The composite maps to three regimes: RISK_ON (monthly rebalancing, full position sizing), NEUTRAL (biweekly rebalancing, standard sizing), and RISK_OFF (weekly rebalancing, reduced sizing, tighter stops).
Sell Discipline
Knowing when to sell is at least as important as knowing what to buy. Three rule-based triggers enforce disciplined exits:
- Stop-Loss
- An absolute floor below the entry price. If a position drops past this level, it is sold automatically to cap downside.
- Trailing Stop
- A dynamic stop that ratchets up with the high-water mark. Locks in gains while giving winners room to run.
- Thesis Review Trigger
- If a stock's StockRank deteriorates below the SELL threshold or receives a REMOVE verdict from the AI filter, the position is flagged for immediate review.
Position sizing uses a modified Kelly criterion with conservative fractional sizing, sector caps, and maximum position limits to prevent concentration risk.
Academic Foundations
Every factor in our scoring system traces back to peer-reviewed research. The table below summarises the key papers and their findings.

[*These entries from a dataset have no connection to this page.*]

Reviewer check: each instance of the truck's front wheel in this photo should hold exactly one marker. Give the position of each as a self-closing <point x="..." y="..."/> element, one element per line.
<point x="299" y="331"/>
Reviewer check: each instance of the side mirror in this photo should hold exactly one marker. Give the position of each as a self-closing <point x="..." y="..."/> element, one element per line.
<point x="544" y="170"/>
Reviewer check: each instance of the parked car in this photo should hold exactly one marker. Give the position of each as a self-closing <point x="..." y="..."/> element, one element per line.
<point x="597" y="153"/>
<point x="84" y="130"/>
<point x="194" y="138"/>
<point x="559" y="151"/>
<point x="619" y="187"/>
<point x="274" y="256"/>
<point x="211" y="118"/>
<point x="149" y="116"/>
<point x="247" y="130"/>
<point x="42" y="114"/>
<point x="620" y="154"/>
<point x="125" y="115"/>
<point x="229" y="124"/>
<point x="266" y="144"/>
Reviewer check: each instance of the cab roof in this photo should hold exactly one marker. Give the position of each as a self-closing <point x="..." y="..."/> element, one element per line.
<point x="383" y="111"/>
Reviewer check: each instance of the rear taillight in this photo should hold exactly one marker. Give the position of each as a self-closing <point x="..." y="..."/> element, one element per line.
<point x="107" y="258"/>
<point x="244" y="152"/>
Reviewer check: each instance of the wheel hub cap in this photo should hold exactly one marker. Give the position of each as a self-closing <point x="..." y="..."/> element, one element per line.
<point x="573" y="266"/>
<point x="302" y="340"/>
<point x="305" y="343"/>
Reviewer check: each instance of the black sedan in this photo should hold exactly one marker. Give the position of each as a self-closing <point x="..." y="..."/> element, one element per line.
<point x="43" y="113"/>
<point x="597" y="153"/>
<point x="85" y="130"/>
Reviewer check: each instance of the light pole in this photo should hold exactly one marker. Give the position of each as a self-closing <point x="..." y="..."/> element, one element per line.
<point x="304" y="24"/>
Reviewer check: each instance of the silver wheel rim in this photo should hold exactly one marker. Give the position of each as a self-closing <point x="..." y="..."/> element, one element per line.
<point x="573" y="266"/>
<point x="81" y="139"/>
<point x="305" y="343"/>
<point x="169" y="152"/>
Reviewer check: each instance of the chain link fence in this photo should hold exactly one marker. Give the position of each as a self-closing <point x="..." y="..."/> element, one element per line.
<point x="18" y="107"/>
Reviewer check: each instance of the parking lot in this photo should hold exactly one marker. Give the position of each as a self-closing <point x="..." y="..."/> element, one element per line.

| Factor | Paper | Key Finding |
|---|---|---|
| Value Factor | Fama & French (1992) | High book-to-market stocks earn ~4–5% annual premium. Foundation of modern factor investing. |
| Piotroski F-Score | Piotroski (2000) | Long-short F-Score portfolio returns ~7.5% annually over 1976–1996. |
| Gross Profitability | Novy-Marx (2013) | Profitable firms outperform unprofitable by ~4% annually. GP/Assets predicts returns as well as book-to-market. |
| Momentum | Jegadeesh & Titman (1993) | 12-month momentum yields ~12% annual premium. Short-term (1-month) reversals identified. |
| 52-Week High | George & Hwang (2004) | Proximity to 52-week high predicts returns better than past returns alone. |
| Multi-Factor | Asness, Frazzini & Pedersen (2019) | Combined factors reduce drawdowns 30–40% versus single-factor strategies. |
Disclaimer: The figures above are drawn from peer-reviewed academic research and reflect historical observations, not guarantees of future performance. This tool is for informational and educational purposes only and does not constitute financial advice. Past performance does not predict future results. Always conduct your own research and consult a qualified financial adviser before making investment decisions.
This methodology runs across 9,000+ stocks in 19 markets, every single day. Every stage is auditable—the pipeline stamps a manifest on completion, and downstream layers verify data freshness before running. No manual overrides. No gut feelings. Just structured, repeatable analysis you can trust.